There is a feeling of insincerity about Joy. From the miscasting of Jennifer Lawrence to the massive liberties taken with the life of the film’s “inspiration,” Joy never manages to be the inspiring tale it is meant to be. Instead, it’s a tedious and uninspired film about the American Dream falling into one woman’s lap.
Joy is very loosely based on the life of entrepreneur Joy Mangano, the woman who invented the Miracle Mop and other popular household products. Mangano herself is completely worthy of a biopic. We live in a world that so often undervalues the contributions of women, especially in the domestic sphere, that the mere acknowledgment of women such as Mangano is a breath of fresh air. She has made millions inventing products that make cleaning and organizing the home easier and more efficient, and she did it all as a single mother. Mangano is responsible for the most popular and highest selling products on the Home Shopping Channel and has built an impressive business that she continues to run.

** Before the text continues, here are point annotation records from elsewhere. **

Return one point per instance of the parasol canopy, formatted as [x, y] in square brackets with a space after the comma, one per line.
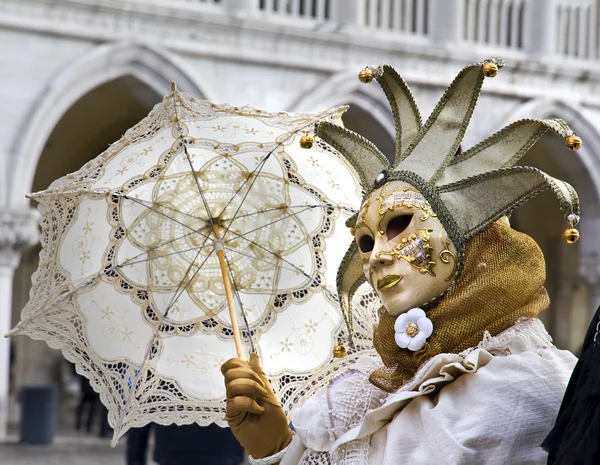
[201, 215]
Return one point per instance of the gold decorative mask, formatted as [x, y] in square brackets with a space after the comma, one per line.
[407, 256]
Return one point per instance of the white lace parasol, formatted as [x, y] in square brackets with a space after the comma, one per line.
[140, 244]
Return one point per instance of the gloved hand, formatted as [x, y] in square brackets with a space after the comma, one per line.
[254, 414]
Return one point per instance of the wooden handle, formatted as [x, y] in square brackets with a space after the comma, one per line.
[229, 294]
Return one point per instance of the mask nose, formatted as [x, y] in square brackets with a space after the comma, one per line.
[381, 256]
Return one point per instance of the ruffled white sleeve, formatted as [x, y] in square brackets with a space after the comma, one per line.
[499, 414]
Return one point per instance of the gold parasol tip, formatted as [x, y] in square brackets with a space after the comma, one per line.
[12, 332]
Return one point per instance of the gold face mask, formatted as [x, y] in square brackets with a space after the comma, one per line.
[407, 256]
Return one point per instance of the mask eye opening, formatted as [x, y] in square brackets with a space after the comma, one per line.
[366, 243]
[397, 225]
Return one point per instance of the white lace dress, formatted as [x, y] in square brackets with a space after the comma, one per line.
[492, 404]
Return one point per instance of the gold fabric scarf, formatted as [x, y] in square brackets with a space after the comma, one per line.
[502, 281]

Biopics have always played fast and loose with the truths of their subjects’ lives, but filmmaker David O. Russell has gone beyond the usual dramatization of reality associated with the genre. As a result, the work that Joy put into building her products and company never gets credit. The Joy of the film skips college to support her parents through their divorce, while the real one has a business degree from Pace University. In the film, Joy marries an unsuccessful singer, whereas in real life she married a businessman she met at school. The film goes out of its way to domesticate Joy and paint her accomplishments as more luck than hard work or ability. She is yet another uneducated housewife: smart and hardworking, but, as we are constantly reminded, with no business experience or acumen.
Instead of framing Joy as the story of a successful woman, Russell tries to create a generational tale of four women and their relationship to one another. This never quite comes to fruition, however, as the film quickly turns to the dysfunction of Joy’s family. Our matriarch narrator is quickly dispatched in favour of Robert De Niro’s over-the-top father, and Joy’s mother and daughter take a backseat to Joy and her mop. It is the family life that takes the bulk of the film, not Joy’s work as an inventor, and her life is constantly being juxtaposed with clips from a truly terrible soap opera. (This appears to be an attempt to add humour to the proceedings, but it distracts from whatever it is Russell is trying to do here.)

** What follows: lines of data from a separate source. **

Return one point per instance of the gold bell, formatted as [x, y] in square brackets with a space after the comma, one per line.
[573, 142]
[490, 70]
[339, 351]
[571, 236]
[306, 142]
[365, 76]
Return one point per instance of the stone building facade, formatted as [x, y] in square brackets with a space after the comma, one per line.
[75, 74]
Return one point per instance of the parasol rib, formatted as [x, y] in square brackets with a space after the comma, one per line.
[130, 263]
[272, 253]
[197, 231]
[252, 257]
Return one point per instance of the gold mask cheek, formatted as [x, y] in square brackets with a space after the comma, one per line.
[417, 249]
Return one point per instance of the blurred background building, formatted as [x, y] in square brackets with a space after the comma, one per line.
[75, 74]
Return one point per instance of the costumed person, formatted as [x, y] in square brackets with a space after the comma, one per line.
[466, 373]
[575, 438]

The character of Joy is strong-willed, but her family’s constant rhetoric about her lack of talent or experience dominates the impression of her. She has been reduced to the everywoman in the worst possible way. She’s becomes so un-extraordinary that she is reduced to a passive viewer of her own life and accomplishments. Things happen to her, but she doesn’t drive them, even though she is at the centre of the film.

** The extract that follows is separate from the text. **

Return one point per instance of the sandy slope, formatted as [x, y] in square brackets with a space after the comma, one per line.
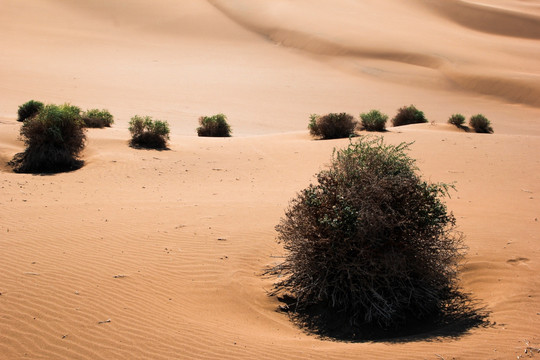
[170, 245]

Part of this is the result of casting Jennifer Lawrence. She is, once again, playing the role of a woman at least ten years her senior and she can’t quite handle it. An older actress might have been able to cut through the script’s attempts to domesticate and undermine Joy, but Lawrence isn’t quite up to the task. She remains, however, the most watchable part of the film. De Niro is manic and unfocused and the other actors, particularly Bradley Cooper, just seem bored. They all appear to be attempting to mirror the soaps that Joy’s mother (Virginia Madsen) spends her life watching, and come off just as stilted and mannered.
The direction is sloppy, as is the script, jumping between offbeat comedy and Douglas Sirk melodrama, but never managing to get either right. Everything just keeps happening, with no rhyme or reason. The actors sleepwalk, and reality is amplified to heights that make it impossible to suspend disbelief, but not high enough to take us into another world.
In the end, it’s impossible to attribute any of Joy’s success to anything other than dumb luck. Instead the message of Joy is, if you want to be successful, you must sacrifice and suffer and if you are very, very lucky, all your dreams will come true.